The resolution — introduced by Sen. Tim Kaine (D-Va.) just days before U.S. military forces bombed Iranian nuclear sites last Saturday — failed by a vote of 47-53, with Sen. John Fetterman (D-Pa.) breaking ranks with Democrats in voting against, and Sen. Rand Paul (R-Ky.) the only Republican supporting.
It’s unclear what those strikes accomplished. While President Trump has been boasting about their alleged impact, saying they “obliterated” Iran’s nuclear program, a leaked assessment from the Defense Intelligence Agency found that they “did not,” as CNN first reported, “destroy the core components of the country’s nuclear program and likely only set it back by months.”
Meanwhile, Rafael Grossi, head of the International Atomic Energy Agency said on Friday that Iran’s nuclear facilities “suffered enormous damage” from the U.S. attack. A CIA assessment headed by Director John Ratcliffe a day after the DIA leak said "new intelligence from a historically reliable source/method that several key Iranian nuclear facilities were destroyed and would have to be rebuilt over the course of years.” Senators briefed behind closed doors Thursday came away with different impressions of the damage.
Hours before the vote, Kaine noted that the framers of the U.S. Constitution “decided that war was too big a decision for one person” and said “the United States should not be at war without a vote of Congress.”
Later in his remarks, the Virginia Democrat highlighted one of Trump’s recent social media posts in which the president shared a parody of the Beach Boys’ song “Barbara Ann” that was about bombing Iran. Kaine then recalled the framers’ stance on war powers: “We shouldn't premise a decision to send our sons and daughters into war on the judgment of a single person.”
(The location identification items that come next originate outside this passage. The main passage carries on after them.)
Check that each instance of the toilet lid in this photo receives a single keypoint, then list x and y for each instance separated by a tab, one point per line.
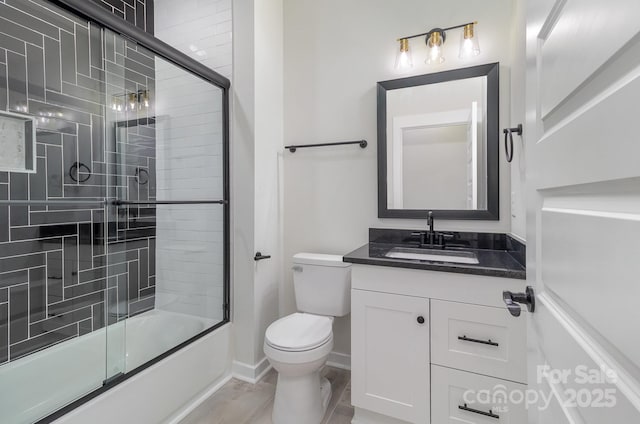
298	332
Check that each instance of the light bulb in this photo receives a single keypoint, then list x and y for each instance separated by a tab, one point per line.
133	99
434	43
404	61
469	45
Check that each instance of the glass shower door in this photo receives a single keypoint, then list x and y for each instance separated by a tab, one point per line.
166	222
52	218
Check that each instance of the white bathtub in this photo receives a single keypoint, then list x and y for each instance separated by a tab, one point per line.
38	384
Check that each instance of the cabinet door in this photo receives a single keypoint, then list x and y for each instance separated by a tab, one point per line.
390	354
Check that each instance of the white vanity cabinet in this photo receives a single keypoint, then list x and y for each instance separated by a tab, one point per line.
392	380
421	339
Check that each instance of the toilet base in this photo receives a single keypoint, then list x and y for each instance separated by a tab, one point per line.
301	399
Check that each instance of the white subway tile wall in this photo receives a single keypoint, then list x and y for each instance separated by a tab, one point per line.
190	271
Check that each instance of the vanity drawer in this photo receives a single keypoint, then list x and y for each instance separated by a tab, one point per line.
463	397
480	339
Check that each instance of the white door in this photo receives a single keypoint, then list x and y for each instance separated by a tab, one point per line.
390	355
583	178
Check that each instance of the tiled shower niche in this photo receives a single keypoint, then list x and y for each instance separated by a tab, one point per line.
62	271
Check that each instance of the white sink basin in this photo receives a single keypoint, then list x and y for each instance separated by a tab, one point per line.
433	255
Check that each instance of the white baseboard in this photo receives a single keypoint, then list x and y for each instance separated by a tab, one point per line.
250	373
339	360
182	414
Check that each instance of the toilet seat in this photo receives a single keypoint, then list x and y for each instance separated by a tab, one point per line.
299	332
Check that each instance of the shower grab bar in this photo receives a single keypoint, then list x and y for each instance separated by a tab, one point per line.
293	148
167	202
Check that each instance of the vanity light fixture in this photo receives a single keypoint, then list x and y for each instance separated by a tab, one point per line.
469	44
434	43
130	101
404	61
435	39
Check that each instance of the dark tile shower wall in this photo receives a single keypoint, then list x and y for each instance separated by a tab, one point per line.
137	12
54	281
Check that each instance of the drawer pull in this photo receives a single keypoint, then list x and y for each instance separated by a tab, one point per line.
477	411
467	339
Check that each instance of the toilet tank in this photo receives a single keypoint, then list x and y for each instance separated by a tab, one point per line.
322	284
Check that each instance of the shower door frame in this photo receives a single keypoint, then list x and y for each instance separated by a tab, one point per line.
109	21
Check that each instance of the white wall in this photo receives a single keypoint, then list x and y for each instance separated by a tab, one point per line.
335	52
518	108
189	135
257	126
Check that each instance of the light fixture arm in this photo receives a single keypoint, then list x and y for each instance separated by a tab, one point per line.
441	30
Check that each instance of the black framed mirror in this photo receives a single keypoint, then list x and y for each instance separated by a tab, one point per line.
438	150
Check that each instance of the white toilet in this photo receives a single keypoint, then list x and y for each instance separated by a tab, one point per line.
298	345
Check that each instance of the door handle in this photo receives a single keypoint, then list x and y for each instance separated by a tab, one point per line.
513	301
259	256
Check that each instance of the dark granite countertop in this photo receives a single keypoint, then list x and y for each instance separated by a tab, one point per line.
495	260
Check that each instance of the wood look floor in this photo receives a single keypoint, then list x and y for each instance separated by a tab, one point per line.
238	402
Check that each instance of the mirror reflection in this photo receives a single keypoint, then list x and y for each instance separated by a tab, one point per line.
435	149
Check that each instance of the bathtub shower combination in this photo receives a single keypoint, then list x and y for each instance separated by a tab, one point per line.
114	251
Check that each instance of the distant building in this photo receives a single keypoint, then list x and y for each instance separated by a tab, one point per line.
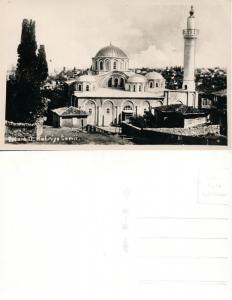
69	117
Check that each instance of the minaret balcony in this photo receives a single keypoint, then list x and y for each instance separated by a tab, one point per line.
190	33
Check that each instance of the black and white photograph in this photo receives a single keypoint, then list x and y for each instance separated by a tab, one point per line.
125	73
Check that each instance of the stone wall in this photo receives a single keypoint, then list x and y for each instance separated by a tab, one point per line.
194	122
202	135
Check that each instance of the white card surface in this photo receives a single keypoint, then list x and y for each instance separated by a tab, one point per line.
116	225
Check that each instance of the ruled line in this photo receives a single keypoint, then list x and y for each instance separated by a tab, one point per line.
184	218
184	257
174	281
184	238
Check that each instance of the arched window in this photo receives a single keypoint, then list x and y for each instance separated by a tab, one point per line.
110	82
107	65
116	82
121	83
101	65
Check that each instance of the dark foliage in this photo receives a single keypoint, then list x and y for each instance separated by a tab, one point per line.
24	100
42	66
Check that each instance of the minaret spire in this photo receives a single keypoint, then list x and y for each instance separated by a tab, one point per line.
191	12
190	36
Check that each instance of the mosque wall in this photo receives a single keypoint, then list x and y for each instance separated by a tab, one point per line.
105	112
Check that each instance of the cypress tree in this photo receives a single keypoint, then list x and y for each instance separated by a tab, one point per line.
28	102
42	66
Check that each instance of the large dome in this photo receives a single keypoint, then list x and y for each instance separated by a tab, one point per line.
86	78
111	51
154	75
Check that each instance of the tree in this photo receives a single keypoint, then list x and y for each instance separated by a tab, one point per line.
42	66
26	99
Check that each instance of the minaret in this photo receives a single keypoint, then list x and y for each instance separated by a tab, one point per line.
190	35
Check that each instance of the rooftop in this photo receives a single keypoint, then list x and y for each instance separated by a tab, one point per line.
115	93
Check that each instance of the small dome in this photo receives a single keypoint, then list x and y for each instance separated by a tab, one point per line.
154	76
136	79
111	51
86	78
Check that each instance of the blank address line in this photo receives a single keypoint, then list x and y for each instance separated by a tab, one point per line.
184	218
201	282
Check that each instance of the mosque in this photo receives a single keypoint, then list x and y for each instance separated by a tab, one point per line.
112	93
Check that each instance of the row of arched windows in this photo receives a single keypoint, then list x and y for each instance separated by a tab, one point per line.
151	85
81	88
134	88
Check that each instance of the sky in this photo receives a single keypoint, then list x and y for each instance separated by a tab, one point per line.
148	31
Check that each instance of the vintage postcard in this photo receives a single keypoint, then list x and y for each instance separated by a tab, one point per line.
136	227
126	73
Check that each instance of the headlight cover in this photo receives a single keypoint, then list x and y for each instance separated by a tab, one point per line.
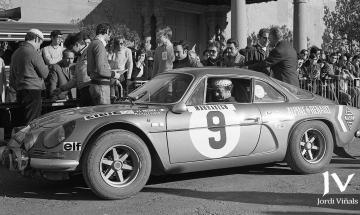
54	137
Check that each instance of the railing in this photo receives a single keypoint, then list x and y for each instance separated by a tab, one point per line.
342	91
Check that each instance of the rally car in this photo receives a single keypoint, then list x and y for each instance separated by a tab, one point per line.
172	124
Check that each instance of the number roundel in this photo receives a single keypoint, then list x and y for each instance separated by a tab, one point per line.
211	134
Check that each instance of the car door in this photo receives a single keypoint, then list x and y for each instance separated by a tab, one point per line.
212	130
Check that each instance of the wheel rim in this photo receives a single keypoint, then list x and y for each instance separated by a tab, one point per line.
119	166
312	145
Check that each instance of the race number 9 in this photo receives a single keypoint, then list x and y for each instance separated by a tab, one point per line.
214	134
216	123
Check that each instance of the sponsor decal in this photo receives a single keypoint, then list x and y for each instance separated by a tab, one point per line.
121	112
71	146
345	118
210	107
213	139
309	110
349	117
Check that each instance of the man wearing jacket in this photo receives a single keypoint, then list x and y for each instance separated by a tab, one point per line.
28	71
98	67
282	59
258	52
60	74
81	80
184	57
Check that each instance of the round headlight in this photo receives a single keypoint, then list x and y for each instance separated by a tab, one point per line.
55	136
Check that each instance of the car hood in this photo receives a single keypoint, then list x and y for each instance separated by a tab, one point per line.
55	118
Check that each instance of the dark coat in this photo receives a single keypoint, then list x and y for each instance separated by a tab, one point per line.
282	61
28	69
59	76
254	55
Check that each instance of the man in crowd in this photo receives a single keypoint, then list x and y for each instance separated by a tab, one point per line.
259	52
233	58
184	57
222	90
27	74
52	53
214	58
98	67
164	54
282	60
77	43
122	60
60	74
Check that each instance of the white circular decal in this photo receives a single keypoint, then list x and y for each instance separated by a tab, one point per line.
210	135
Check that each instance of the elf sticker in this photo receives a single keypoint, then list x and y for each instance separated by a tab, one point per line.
164	56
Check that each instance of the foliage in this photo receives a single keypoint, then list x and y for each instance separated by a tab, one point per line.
342	31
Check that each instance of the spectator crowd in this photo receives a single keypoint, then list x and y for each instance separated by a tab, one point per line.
104	69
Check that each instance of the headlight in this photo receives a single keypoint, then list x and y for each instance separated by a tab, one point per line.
29	141
54	137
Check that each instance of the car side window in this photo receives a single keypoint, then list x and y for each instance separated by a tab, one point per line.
197	97
228	90
264	93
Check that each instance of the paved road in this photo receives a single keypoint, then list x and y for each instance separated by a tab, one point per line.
251	190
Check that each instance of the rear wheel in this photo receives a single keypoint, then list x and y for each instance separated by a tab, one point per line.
117	165
310	147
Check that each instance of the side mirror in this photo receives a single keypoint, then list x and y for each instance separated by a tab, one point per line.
179	108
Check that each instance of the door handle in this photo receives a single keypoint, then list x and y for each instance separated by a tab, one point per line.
254	119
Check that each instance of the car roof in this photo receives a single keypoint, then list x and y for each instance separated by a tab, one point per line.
202	71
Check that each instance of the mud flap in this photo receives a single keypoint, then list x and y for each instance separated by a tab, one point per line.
340	151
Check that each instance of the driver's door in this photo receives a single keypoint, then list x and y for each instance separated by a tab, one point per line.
212	130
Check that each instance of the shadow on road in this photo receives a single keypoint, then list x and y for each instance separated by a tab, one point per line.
267	169
307	213
262	198
13	185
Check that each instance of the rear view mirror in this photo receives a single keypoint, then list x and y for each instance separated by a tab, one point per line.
179	108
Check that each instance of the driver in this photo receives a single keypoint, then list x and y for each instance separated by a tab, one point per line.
222	90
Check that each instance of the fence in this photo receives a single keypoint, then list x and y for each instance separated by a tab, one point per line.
342	91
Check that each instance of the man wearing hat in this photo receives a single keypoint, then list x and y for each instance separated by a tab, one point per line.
222	90
27	74
52	53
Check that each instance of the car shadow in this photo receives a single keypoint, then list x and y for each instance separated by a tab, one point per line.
266	169
13	185
261	198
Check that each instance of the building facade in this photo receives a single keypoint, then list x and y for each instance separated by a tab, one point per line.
191	20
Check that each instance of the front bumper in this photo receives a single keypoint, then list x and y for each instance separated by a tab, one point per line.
53	164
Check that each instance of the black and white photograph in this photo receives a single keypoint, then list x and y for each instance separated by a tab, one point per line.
179	107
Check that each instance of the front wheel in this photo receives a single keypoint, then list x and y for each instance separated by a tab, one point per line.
310	147
117	165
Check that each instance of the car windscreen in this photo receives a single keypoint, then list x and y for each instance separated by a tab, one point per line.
164	88
299	93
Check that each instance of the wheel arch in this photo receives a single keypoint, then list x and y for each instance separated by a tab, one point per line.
327	122
157	167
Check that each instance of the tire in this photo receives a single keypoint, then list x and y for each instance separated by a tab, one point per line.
310	147
117	165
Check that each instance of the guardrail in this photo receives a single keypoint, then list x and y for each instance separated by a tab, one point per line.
342	91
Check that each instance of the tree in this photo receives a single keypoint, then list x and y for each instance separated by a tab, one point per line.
5	4
342	27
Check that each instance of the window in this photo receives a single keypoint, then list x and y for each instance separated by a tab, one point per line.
264	93
197	98
164	88
228	90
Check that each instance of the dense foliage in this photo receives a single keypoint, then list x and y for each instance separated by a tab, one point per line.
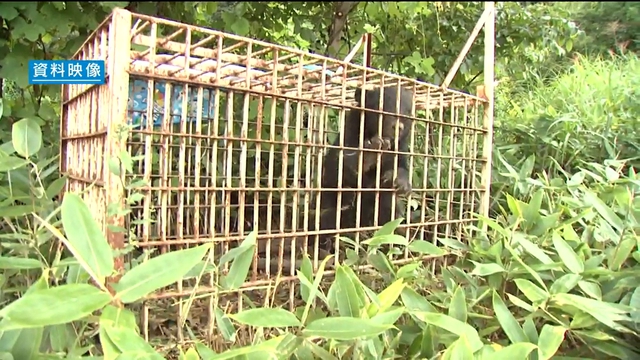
556	274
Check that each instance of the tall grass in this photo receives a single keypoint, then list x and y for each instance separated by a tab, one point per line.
588	114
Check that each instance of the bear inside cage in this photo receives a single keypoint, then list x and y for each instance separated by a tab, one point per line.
224	163
232	137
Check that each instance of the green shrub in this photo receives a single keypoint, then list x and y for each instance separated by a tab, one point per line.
555	276
589	114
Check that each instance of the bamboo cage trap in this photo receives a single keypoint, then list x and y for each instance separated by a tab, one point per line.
227	135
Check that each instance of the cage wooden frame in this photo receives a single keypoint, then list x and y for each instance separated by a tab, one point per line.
87	146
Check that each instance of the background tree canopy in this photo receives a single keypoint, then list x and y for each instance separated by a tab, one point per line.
556	275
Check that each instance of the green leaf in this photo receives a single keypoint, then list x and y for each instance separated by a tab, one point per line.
609	215
266	317
551	338
26	136
621	253
634	303
565	283
85	240
452	325
520	350
458	305
343	291
131	344
415	302
567	255
507	321
388	228
425	247
224	325
17	263
242	257
57	305
240	26
459	350
591	289
157	273
486	269
531	291
8	163
344	328
390	295
532	248
390	239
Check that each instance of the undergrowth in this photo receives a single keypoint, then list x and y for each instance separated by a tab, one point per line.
552	273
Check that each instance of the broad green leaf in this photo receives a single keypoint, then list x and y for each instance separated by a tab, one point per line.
567	255
551	338
532	248
8	163
84	238
591	289
388	228
531	291
486	269
459	350
634	303
239	268
389	317
609	215
621	252
344	328
607	313
425	247
224	325
415	302
565	283
529	328
131	344
390	295
343	292
532	272
458	305
507	321
16	263
158	272
391	239
27	343
26	137
452	325
114	317
57	305
519	350
266	317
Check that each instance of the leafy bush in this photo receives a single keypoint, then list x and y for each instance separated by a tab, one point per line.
586	115
555	275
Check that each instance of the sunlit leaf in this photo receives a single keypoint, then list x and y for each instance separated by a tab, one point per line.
158	272
85	238
26	137
344	328
551	338
266	317
56	305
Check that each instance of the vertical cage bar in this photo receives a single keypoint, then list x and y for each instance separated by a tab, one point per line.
119	48
487	116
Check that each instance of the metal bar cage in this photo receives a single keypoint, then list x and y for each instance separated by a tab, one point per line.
229	135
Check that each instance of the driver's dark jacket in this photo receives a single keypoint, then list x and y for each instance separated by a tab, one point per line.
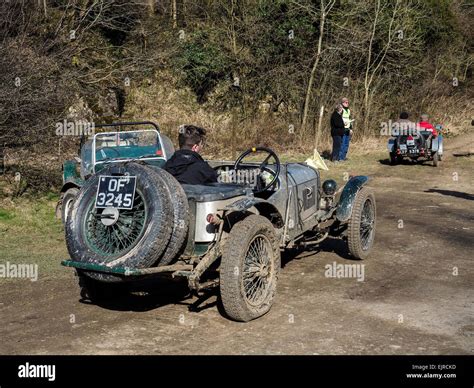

Sen. Todd Young (R-Ind.) — who has previously championed Congress’s war powers role over the executive branch — opposed Kaine’s resolution, saying before the vote that he was “confident that Iran was prepared to pose a significant threat to the security of the United States and Israel, making the president’s decision to pursue limited, targeted action necessary and based on the appropriate legal foundation.” He said he thinks Kaine's resolution is unnecessary because Trump got a ceasefire and is purportedly not seeking more military action.
Sen. Mike Lee (R-Utah), who also previously supported efforts at reining in the executive branch's war powers, voted against the Kaine-sponsored measure on Iran.
Sen. Paul, who supported the resolution, said just before the vote that he was doing so “to stand up for the Constitution, to stand up for American service members and to stand up for America's strategic interest.”
Paul chastised those clamoring for more war with Iran.
“Many advocates for war, giving voice to their real feelings, have loudly opposed the current cease fire,” he said. “Those arguing against a cease fire give a callous testimony, insensitive to the cruelties of war.”
Paul added, “The American people are sick and tired of sending their children to fight and die in war zones on the other side of the world with no tangible U.S. interests at stake, abdicating our constitutional responsibility by allowing the executive branch to unilaterally introduce U.S. troops into wars is an affront to the Constitution and to the American people.”
The House will vote on similar war powers-related legislation in the coming weeks, one of which is bipartisan, led by Reps. Ro Khanna (D-Calif.) and Thomas Massie (R-Ky.).